ISLAMABAD: The National Assembly on Wednesday approved State Bank of Pakistan Amendment Bill 2011 designed to make it mandatory for the government to retire borrowing from the central bank at the end of each quarter and introduce a statutory committee to facilitate Bank's autonomy in performance of essential functions in the changing financial environment.
The bill moved by the Minister of State for Finance Khawaja Sheraz was again passed by the National Assembly largely because of some amendments proposed or effected by the Senate. The legislation imposed limitations on the federal government borrowing from the SBP that would be brought to zero at the end of each quarter barring the ways and means limits to be determined by the Central Board of the Bank from time to time. Additionally, the debt of the federal government, which it owes to the Central Bank as on April 30, 2011, would be retired not later than eight years from that date. The Finance Minister would place before the Parliament a statement giving justification of the failure if any of the above stated provisions were not met by the federal government.
According to the statement of objectives and reasons stated in the law, the 'State Bank of Pakistan Act, 1956, being an old law would benefit from being updated to bring it closer to the current emerging functions of a modem central bank and to better conform to best international practice.'
The Monetary and Fiscal Policies Co-ordination Board is redundant in terms of current practice for it is proposed to replace it and give the current Monetary Policy Committee a statutory status, with external experts to be appointed by the federal government.

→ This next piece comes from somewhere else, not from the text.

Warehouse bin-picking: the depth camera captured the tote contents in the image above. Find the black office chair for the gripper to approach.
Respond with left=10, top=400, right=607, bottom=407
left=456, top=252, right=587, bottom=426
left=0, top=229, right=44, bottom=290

The Central Board will be represented by two members on the Committee which will be responsible to formulate, decide and implement the monetary policy and decide on matters such as those relating to key interest rates, supply of reserves, exchange rate policy, and the limits and nature of advances and loans to the government.
The main object behind the introduction of this statutory committee is to facilitate the State Bank's autonomy in performance of its essential functions in the changing financial environment. Consequently, various sections in the Act have also been amended in order to bring them in line with the role of the Monetary Policy Committee. Lending to the government has been restricted by insertion of a new section and emergent functions pertaining to open market and credit operations and international reserves have been elaborated and clarified by substitution of the existing sections.
The Section 52 of the SBP Act which provided for the supersession of the Central Board by the federal government since the time the State Bank was privately owned has been repealed in conformity with the current autonomy of the Central Bank, and international practices. These amendments will make the law more conducive to the changing global economic and regulatory environment and will better enable the central bank to function on modern lines.